Kepez Feneri’ne doğru ise o yıllar Çanakkale Senatörü olan İmadettin Elmas’ın evi ve kavaklıkları vardı.
.
Arka tarafımız ise meyve bahçeleriydi.
.
Yolu izi olmayan izbe bir yerdi orası.
Şimdilerde evlerden geçilmiyor.
Çadırımızın bulunduğu yer şu anda sokak olmuş vaziyette.
.
O zamanlar 17-18 yaşlarında civan gibi delikanlı olan bizler, hafta sonları Orman Kampı ve Çimento Kampı’nda yapılan eğlencelere katılmak ve yeni arkadaşlıklar kurmak için sahilden yürüyerek buralara ulaşırdık.
.
Her 15 günde bir kamp dönemleri değiştiğinden yaz boyunca oldukça fazla yaz arkadaşımız olurdu.
.
Hepsini çadıra davet eder, sahilde eğlenceler düzenler, danslar edip güzel vakit geçirirdik.
.
Çok daha sonraları Orman Kampına gündüzleri girmek için Orman Müdürlüğünden kart çıkarırdık.
.
Şimdi duyduk ki satılıyormuş.
.
Çanakkalelilerle yaptığımız sohbetlerde bu haber için şu konuşuldu:
“Kim bilir kime peşkeş çekilecek…”
.
İşte 20 yılda AK Partinin bize bıraktığı miras bu…
“Peşkeş çekmek…”
.
Halkın ortak görüşü ise şu:
“Çanakkale Belediyesi buranın ihalesine girerek alsın ve (yaz kış kullanılacak) güzel bir tesis yaparak Çanakkale’nin hizmetine sunsun.”
.
Sayın Başkan!
Bu iş size ve Belediye Meclisimize düşüyor.

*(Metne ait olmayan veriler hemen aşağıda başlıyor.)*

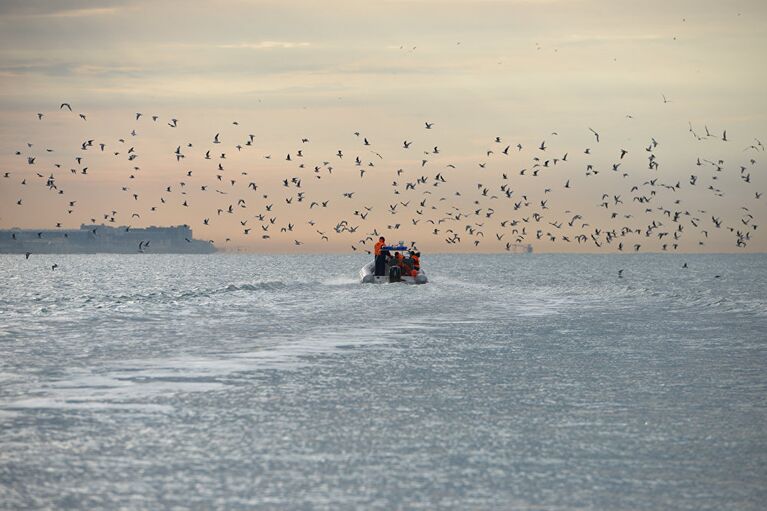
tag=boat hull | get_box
[360,261,429,284]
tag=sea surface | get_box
[0,254,767,510]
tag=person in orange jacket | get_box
[373,236,386,276]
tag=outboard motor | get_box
[389,265,402,282]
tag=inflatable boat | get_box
[360,245,429,284]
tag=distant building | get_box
[0,224,216,254]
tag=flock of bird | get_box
[0,102,765,258]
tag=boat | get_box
[360,244,429,284]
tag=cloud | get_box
[216,41,311,50]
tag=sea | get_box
[0,253,767,510]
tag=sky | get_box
[0,0,767,252]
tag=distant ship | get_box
[0,224,216,254]
[506,243,533,254]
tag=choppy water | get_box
[0,255,767,510]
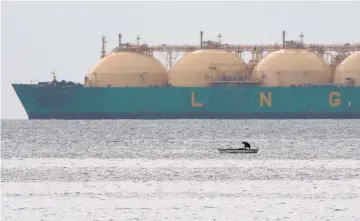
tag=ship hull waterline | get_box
[13,84,360,120]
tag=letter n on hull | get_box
[329,92,341,107]
[260,92,272,107]
[191,92,204,107]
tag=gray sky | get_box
[1,2,360,119]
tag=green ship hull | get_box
[13,84,360,119]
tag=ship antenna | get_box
[299,32,305,44]
[51,71,56,82]
[283,31,285,49]
[101,36,106,58]
[136,35,141,51]
[217,33,222,45]
[118,33,122,51]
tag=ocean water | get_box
[1,120,360,221]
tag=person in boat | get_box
[242,141,251,150]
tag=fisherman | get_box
[242,141,251,150]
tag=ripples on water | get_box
[1,120,360,221]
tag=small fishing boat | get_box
[218,148,259,153]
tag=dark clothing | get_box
[242,141,251,149]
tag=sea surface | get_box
[1,120,360,221]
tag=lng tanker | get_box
[12,32,360,119]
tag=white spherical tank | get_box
[252,49,331,87]
[169,49,246,87]
[85,52,167,87]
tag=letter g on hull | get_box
[329,92,341,107]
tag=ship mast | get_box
[299,32,305,44]
[217,33,222,46]
[100,36,107,58]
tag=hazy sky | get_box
[1,2,360,119]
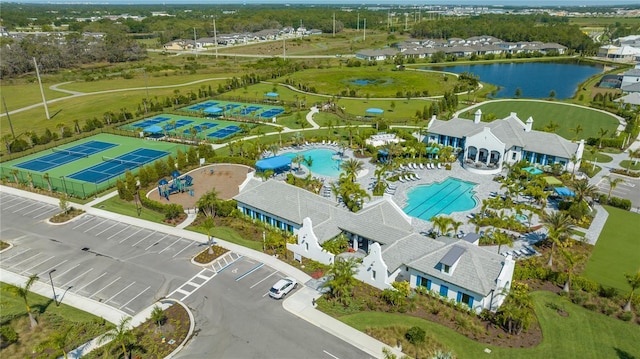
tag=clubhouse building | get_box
[234,179,515,313]
[424,110,584,174]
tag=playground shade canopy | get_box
[142,125,163,133]
[553,187,576,197]
[365,107,384,115]
[256,156,291,171]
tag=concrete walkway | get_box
[0,185,400,358]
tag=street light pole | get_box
[49,269,60,307]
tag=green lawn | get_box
[584,207,640,292]
[460,100,618,139]
[339,292,640,359]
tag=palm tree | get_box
[562,250,584,293]
[200,217,216,254]
[42,326,73,359]
[100,317,136,359]
[340,158,364,182]
[325,258,360,305]
[598,127,609,148]
[604,176,624,203]
[9,274,38,329]
[493,231,513,254]
[196,188,218,218]
[542,211,573,267]
[624,270,640,312]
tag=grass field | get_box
[281,65,458,102]
[0,134,180,198]
[584,207,640,292]
[339,292,640,359]
[460,100,618,139]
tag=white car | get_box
[269,277,298,299]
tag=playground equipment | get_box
[158,171,193,201]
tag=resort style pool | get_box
[284,148,341,177]
[402,178,476,221]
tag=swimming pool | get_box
[402,177,476,221]
[284,148,342,177]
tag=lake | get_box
[428,62,604,100]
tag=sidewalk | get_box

Bence Çanakkale’ye yapacağınız en güzel hizmetlerden biri olur.
Halk size minnettar kalır.
***
SİYASİ KULİSLERDE YAŞANANLAR
Çanakkale’de siyasi kulisler tüm hızıyla devam ediyor.
.
CHP ve AK Parti kanadı yapılacak genel ve yerel seçimler için şimdiden hareketlenmiş durumda. Bu da bize “Acaba erken seçim mi var?” sorusunu akla getiriyor.
.
Kulağıma gelen kulis faaliyetlerinden öncelikle şu tespitimi yaptım.
.
“Hiç kimse partisini düşünmüyor, Herkes kendi geleceğinin peşinde…”
.
İşte bu çıkarlar için bazı işbirlikleri de yapılmış durumda.
Misal:
“Ben milletvekili olayım,
Sen belediye başkanı olursun” gibi düşünceler akıllarda hakim olmuş
.
Bol keseden makam paylaşımları yapılıyor.
.
Hiç kimse de:
“Yahu bu insanlar bana oy verir mi?”
“Genel merkez beni aday gösterir mi?” demiyor.
.
Sanki mübarekler,
“Bulunmaz Hint kumaşı…”
.
Çanakkale’de şu tespiti iyi koymak lazım.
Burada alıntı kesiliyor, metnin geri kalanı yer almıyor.